Há vidas assim...

Os anos passaram e com eles veio o envelhecimento, mas o amor, esse nunca esmoreceu. Quando lhes propuseram a ida para o lar recusaram.

Ele e Ela conheceram-se numa esplanada de café. A procura, em simultâneo, da mesma mesa rapidamente passou da disputa à decisão de a partilharem.  Ela transportava consigo dois casamentos falhados e um filho e ele outros dois casamentos e dois filhos. Esse dia foi o primeiro de vários encontros e deles nasceu uma paixão galopante que, com o tempo, se transformou num amor intenso feito de sensualidade, desejo, amizade, respeito e partilha dos mesmos valores políticos e cívicos. Decidiram viver juntos num dia 25, número mágico para os dois e em cada dia, mês e ano que partilhavam uma vida em comum o amor aumentava.

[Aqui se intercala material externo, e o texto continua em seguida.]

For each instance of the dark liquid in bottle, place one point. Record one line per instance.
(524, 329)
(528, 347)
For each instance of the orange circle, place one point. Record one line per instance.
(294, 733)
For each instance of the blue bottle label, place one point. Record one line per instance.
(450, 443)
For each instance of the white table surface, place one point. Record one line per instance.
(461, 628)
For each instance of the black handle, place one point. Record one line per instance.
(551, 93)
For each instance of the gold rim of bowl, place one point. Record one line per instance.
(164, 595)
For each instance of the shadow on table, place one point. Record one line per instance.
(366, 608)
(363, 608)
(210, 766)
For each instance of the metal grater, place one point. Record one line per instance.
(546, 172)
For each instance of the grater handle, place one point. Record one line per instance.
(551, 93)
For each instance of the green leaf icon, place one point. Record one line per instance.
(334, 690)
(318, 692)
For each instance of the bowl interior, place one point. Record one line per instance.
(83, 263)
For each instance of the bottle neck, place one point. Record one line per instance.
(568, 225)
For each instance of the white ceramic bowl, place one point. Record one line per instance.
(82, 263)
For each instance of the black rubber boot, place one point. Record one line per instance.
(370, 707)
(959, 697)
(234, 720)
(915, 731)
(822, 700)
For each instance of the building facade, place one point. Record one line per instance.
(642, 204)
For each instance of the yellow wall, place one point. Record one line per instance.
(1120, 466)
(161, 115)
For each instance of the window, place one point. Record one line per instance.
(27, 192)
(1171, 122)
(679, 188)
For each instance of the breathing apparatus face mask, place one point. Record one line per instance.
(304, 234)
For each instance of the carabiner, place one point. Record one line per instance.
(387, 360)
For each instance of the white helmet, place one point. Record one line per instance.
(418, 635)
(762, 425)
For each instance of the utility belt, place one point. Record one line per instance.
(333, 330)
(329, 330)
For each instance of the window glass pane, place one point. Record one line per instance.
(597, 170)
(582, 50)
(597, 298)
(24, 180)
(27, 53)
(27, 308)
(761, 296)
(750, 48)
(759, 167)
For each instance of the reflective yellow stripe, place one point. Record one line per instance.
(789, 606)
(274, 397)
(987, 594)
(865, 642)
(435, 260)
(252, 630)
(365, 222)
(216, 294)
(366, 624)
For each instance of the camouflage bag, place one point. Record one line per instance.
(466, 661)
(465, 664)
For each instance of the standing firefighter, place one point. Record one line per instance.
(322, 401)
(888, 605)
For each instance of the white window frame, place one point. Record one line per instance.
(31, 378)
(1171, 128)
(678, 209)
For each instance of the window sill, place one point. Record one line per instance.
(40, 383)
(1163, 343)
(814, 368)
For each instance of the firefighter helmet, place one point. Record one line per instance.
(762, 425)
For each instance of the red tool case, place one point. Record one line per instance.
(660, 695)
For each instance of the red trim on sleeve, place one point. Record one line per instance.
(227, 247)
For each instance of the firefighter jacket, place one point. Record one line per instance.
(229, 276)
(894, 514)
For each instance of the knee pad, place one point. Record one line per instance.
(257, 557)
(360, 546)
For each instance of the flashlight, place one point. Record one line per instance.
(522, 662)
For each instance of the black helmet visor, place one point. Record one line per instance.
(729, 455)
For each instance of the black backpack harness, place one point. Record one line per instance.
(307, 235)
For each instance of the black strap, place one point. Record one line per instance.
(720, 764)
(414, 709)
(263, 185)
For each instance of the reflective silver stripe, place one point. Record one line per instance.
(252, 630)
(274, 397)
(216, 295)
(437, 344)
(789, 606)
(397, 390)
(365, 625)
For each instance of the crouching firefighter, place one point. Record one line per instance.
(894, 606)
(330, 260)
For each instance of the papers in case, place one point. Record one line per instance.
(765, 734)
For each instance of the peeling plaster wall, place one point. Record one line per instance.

Tinham por costume, todos os meses, no dia em que se tinham conhecido, tomar café na mesa da esplanada em que pela primeira vez sorriram um para o outro e os olhos de ambos disseram: “és o amor da minha vida”. Apesar de vidas já feitas e desfeitas na data em que se conheceram, juntos construíram um novo caminho. Ela singrou na sua vida profissional, tornando-se uma das melhores, ele abraçou a profissão original ao mesmo tempo que se tornou romancista, um sonho de uma vida. Viajaram pelo mundo e amaram-se em cada recanto e em cada esquina das cidades que palmilharam abraçados ou de mão dada.

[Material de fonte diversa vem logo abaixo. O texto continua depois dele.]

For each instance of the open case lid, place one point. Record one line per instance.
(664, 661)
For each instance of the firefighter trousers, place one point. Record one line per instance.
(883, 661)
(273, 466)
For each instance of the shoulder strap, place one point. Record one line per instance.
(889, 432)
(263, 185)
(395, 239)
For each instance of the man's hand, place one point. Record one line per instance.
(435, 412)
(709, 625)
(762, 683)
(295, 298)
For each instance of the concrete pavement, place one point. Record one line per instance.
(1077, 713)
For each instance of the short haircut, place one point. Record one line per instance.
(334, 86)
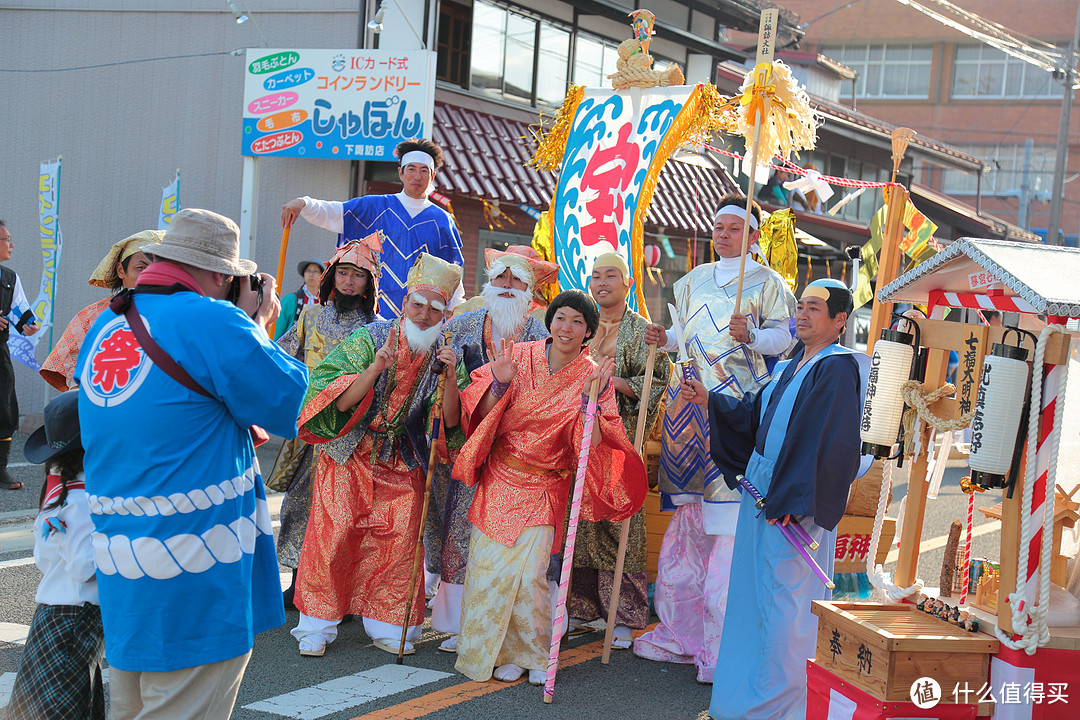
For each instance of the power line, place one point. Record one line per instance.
(145, 59)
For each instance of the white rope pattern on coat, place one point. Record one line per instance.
(1036, 634)
(177, 502)
(161, 559)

Os anos passaram e com eles veio o envelhecimento, mas o amor, esse nunca esmoreceu. Quando lhes propuseram a ida para o lar recusaram. Ela tinha dificuldades de locomoção, ele lia cada vez com mais dificuldade. No entanto, enquanto tiveram forças mantiveram um ritual diário. De manhã, ele, amparando-a, conduzia-a até à banheira onde cada parte do corpo desnuado e molhado era uma redescoberta. A cada afago ela sorria e os olhos falavam como da primeira vez em que se tinham conhecido. Depois do banho era o pequeno almoço, que ele preparava, tomado na mesinha da sala, junto à janela entreaberta por onde entrava o sol da manhã.

Ela ficava a ler e ele saía. Gostava de deambular, de manhã, pela cidade, sentindo-lhe os cheiros e observando o frenesim da movimentação das gentes que, em magotes, saiam dos diferentes transportes em horários precisos. O passeio terminava no mercado onde no meio das compras se destacavam os cravos e as rosas vermelhas que, mais tarde, iriam decorar a mesa da sala.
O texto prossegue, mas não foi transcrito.